岩国寿司(
いわくにずし)とは
山口県の内、主に
岩国市周辺で作られる
押し寿司の一種であり、その規模、豪華さは日本屈指といえよう。地元では「角ずし」と呼ばれることが多い。
概要
- 今から約380年前、岩国藩で収穫された米と蓮根に野菜を配し、近海の魚の身を入れ、保存食にするため味付けを寿司にした。保存食である理由は、山城であり、水が確保できない岩国城においての合戦に備えるため。そのため別名「殿様寿司」とも言われる角ずし。
- 見た目が鮮やかであるため、一見ちらし寿司風である。2〜3人前ずつ一層で作られる通常の押し寿司と異なり、一度に3升〜1斗もの大きな木枠に何層にも重ね、サンドイッチ状にする作り方である。

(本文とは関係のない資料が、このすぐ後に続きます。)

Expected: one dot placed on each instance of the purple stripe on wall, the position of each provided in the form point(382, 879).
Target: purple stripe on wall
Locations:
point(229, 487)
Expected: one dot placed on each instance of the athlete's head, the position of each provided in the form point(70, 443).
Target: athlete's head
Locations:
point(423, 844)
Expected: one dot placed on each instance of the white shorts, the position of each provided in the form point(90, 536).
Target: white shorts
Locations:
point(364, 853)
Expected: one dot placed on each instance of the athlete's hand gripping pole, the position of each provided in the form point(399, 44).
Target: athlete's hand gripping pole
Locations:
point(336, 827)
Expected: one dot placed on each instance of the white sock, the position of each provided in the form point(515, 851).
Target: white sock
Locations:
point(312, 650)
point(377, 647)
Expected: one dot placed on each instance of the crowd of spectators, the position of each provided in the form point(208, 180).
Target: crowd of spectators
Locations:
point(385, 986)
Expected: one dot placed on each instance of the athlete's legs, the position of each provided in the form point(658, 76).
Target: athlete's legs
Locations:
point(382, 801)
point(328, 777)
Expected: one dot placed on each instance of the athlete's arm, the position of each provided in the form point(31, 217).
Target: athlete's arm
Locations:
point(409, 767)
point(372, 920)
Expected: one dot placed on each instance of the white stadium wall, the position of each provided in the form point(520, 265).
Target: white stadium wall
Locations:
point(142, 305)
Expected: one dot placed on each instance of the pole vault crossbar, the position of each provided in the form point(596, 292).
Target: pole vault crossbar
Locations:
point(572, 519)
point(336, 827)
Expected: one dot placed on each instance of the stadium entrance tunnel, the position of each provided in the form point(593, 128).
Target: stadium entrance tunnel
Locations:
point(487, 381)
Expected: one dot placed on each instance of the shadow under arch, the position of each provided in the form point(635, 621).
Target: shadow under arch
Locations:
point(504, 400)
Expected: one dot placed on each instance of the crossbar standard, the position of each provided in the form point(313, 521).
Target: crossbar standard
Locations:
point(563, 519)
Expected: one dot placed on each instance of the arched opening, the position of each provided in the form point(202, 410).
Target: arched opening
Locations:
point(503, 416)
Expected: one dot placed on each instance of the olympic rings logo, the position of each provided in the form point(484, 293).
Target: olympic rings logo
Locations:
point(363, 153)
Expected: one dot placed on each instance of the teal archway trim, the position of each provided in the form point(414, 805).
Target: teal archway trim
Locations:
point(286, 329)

層の区切りに仕切り板を使うものは全国にあるが、バショウやハスの葉を用いるのがユニークである。
- 炊いた飯を酢飯にして、春菊などの青菜、岩国名産のレンコン、椎茸、錦糸卵などをのせ、サワラやアジなどの生魚の身をほぐして混ぜ込むのが特徴。これを一人前ずつに切り分けて供するため、一度に数十人前が出来上がることになる。
画像:JaIwakuni1IwakuniSushiAj01CR.jpg| 岩国寿司の一例 海老は後乗せ(2006年12月1日撮影)
画像:JaIwakuni1IwakuniSushioke03CR.jpg|岩国寿司を製造する為の型枠(木枠)(2006年11月26日撮影)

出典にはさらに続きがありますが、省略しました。